Students don’t always come to us with the literacy skills they need, and it’s important for teachers to be mindful of ways to support them as they develop those skills. I’ve worked for the Bill of Rights Institute since 2007, but before that, I had a long and rewarding career as a Social Studies teacher in Texas.

Kathleen A. Hinchman and  Heather Sheridan-Thomas (Editors) published Best Practices in Adolescent Literacy Instruction in 2008. This book includes tips to consider regarding classroom practices to help students build up the cognitive tools necessary to take charge of their reading. Here are some of my favorite reading skill development tips from their book:

  • Establish the motivation and purpose for reading.
  • Connect instruction to students’ out of school lives; (e.g.: use popular culture or current events text).
  • Provide choice in reading and writing tasks. This makes an enormous difference in a student’s motivation or engagement with those tasks.
  • Model the reading strategies directly through your teaching. (e.g.: “Think aloud” to show students exactly how you yourself figure out the main idea of a passage.)
  • Create opportunities in class to practice the new skills and strategies.
  • Offer a wide range of texts and difficulty levels: an easy & objective introduction to establish foundation & vocabulary, a second text that is more comprehensive, and a third text from another perspective to compare and contrast.
  • Encourage collaboration including both face to face discussion and online interactions. Some platforms to try could include Facebook, Twitter, blogs, etc.  On, the teacher can create an online classroom in which the teacher controls access. It’s free and provides an online discussion feature, as well as a number of other easy-to-use tools.
  • Ask students to analyze the effectiveness of their new literacy strategies. What worked and what didn’t work for them? How did their peers approach a particular task?

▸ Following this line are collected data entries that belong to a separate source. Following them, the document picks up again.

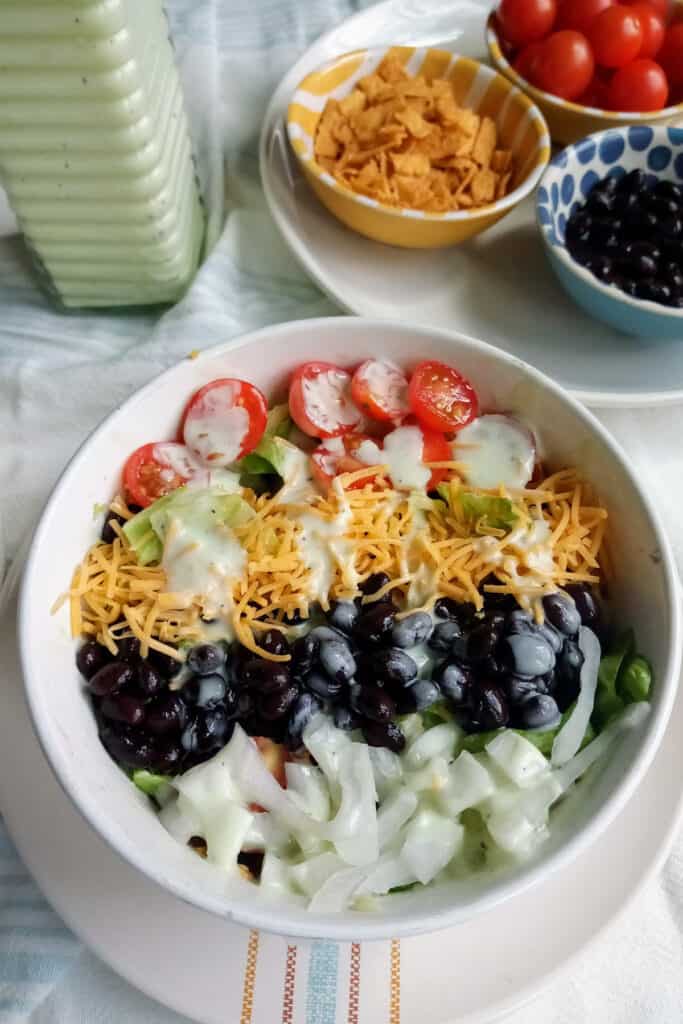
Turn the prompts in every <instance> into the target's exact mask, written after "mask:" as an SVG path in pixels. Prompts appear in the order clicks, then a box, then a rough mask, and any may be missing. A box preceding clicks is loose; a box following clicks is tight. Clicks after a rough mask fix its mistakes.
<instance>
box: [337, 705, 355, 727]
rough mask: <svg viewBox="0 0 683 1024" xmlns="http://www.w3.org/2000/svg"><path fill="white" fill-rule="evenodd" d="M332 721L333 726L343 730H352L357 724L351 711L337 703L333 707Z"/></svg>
mask: <svg viewBox="0 0 683 1024" xmlns="http://www.w3.org/2000/svg"><path fill="white" fill-rule="evenodd" d="M333 721H334V723H335V726H336V727H337V728H338V729H342V730H343V731H344V732H352V731H353V729H356V728H357V725H358V722H357V719H356V718H355V716H354V714H353V712H351V711H350V709H348V708H344V707H343V705H339V706H338V707H337V708H335V710H334V715H333Z"/></svg>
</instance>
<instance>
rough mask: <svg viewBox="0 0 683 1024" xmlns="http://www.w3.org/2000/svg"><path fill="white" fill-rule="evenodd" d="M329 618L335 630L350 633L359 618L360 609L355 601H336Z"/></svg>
mask: <svg viewBox="0 0 683 1024" xmlns="http://www.w3.org/2000/svg"><path fill="white" fill-rule="evenodd" d="M328 617H329V620H330V625H331V626H333V627H334V628H335V629H337V630H341V632H342V633H350V632H351V631H352V629H353V627H354V625H355V622H356V620H357V617H358V607H357V605H356V604H355V602H354V601H334V602H333V603H332V605H331V607H330V614H329V616H328Z"/></svg>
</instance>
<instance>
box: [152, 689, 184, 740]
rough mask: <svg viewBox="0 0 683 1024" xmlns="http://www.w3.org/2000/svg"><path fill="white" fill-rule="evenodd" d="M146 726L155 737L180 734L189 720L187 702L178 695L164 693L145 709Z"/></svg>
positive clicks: (154, 700) (174, 694) (169, 693)
mask: <svg viewBox="0 0 683 1024" xmlns="http://www.w3.org/2000/svg"><path fill="white" fill-rule="evenodd" d="M144 713H145V720H146V726H147V729H148V730H150V732H153V733H155V735H165V734H166V733H171V732H180V731H181V729H182V728H183V726H184V724H185V722H186V719H187V708H186V706H185V701H184V700H183V699H182V697H180V696H179V694H177V693H171V692H167V693H163V694H162V695H161V696H159V697H155V699H154V700H151V701H150V703H148V705H147V706H146V708H145V709H144Z"/></svg>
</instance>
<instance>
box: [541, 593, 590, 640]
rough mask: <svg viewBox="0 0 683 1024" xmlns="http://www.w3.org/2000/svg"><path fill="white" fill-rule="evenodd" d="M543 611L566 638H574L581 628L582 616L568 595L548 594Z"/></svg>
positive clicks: (550, 622)
mask: <svg viewBox="0 0 683 1024" xmlns="http://www.w3.org/2000/svg"><path fill="white" fill-rule="evenodd" d="M543 610H544V612H545V614H546V618H547V620H548V622H549V623H550V624H551V626H554V627H555V629H557V630H559V631H560V633H563V634H564V636H566V637H573V636H575V635H577V633H578V632H579V628H580V626H581V615H580V614H579V609H578V608H577V605H575V604H574V602H573V599H572V598H571V597H569V595H568V594H563V593H562V591H558V592H557V593H556V594H548V596H547V597H544V599H543Z"/></svg>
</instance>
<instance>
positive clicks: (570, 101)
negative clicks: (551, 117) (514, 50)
mask: <svg viewBox="0 0 683 1024" xmlns="http://www.w3.org/2000/svg"><path fill="white" fill-rule="evenodd" d="M484 38H485V40H486V47H487V49H488V55H489V57H490V59H492V60H493V62H494V65H495V67H496V68H498V69H499V70H500V71H501V72H502V73H503V74H504V75H505V76H506V77H507V78H509V79H510V80H511V81H513V82H514V83H515V85H516V86H517V87H518V88H519V89H521V90H522V91H523V92H526V93H528V94H529V95H530V96H533V98H535V99H536V100H537V102H538V101H539V100H543V102H545V103H548V105H549V106H553V108H555V109H556V110H558V111H572V112H573V113H574V114H584V115H587V116H590V117H592V118H600V119H602V120H604V121H605V122H607V121H612V122H613V121H616V122H620V123H621V122H624V124H627V123H628V124H634V123H636V124H650V123H651V122H652V121H658V120H660V119H664V118H668V117H675V116H676V115H677V114H679V115H681V116H683V101H682V102H680V103H673V104H672V105H671V106H663V108H661V110H659V111H646V112H643V111H631V112H629V111H607V110H605V109H604V108H602V106H584V104H583V103H575V102H573V100H570V99H562V97H561V96H555V95H554V94H553V93H552V92H546V91H545V89H539V88H538V86H536V85H532V84H531V83H530V82H529V81H528V80H527V79H525V78H522V76H521V75H520V74H519V73H518V72H517V71H516V69H515V68H514V67H513V66H512V65H511V63H510V61H509V60H508V58H507V57H506V56H505V54H504V53H503V48H502V46H501V39H500V36H499V34H498V29H497V27H496V12H495V11H492V12H490V14H489V15H488V17H487V19H486V27H485V31H484Z"/></svg>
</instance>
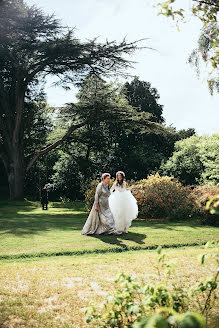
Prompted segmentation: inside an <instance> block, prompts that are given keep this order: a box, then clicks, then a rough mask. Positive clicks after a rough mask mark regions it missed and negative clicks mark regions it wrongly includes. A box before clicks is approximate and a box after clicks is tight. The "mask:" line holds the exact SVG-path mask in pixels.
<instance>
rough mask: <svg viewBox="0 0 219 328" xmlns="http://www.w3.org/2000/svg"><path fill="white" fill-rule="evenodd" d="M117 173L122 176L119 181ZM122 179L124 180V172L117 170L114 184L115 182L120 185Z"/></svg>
mask: <svg viewBox="0 0 219 328" xmlns="http://www.w3.org/2000/svg"><path fill="white" fill-rule="evenodd" d="M119 174H121V177H122V180H121V181H119V179H118V175H119ZM124 180H125V173H124V172H123V171H118V172H117V173H116V184H117V186H118V185H119V184H120V185H122V184H123V181H124Z"/></svg>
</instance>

How can you tell if these strategies are working with your students? Asking the students to give you feedback is a great start.  We know that “good readers” will naturally do the following, so you might decide to keep track of how well your students accomplish the following reading goals (Adapted from Pearson, Dole, Duffy, and Roehler, 1992):

  1. Activate background knowledge and make connections between new and known information.
  2. Question the text to clarify ambiguity and deepen understanding.
  3. Draw inferences using background knowledge and clues from the text.
  4. Determine importance to separate details from main ideas in the text.
  5. Employ fix-up strategies, such as using text features, to clarify and repair confusion.
  6. Use sensory images to enhance comprehension and visualize reading—paint a picture in one’s mind.
  7. Synthesize and extend thinking.

What are some of your favorite strategies and resources to help kids develop reading skills? Do you use online collaboration tools or do you prefer in-class activities?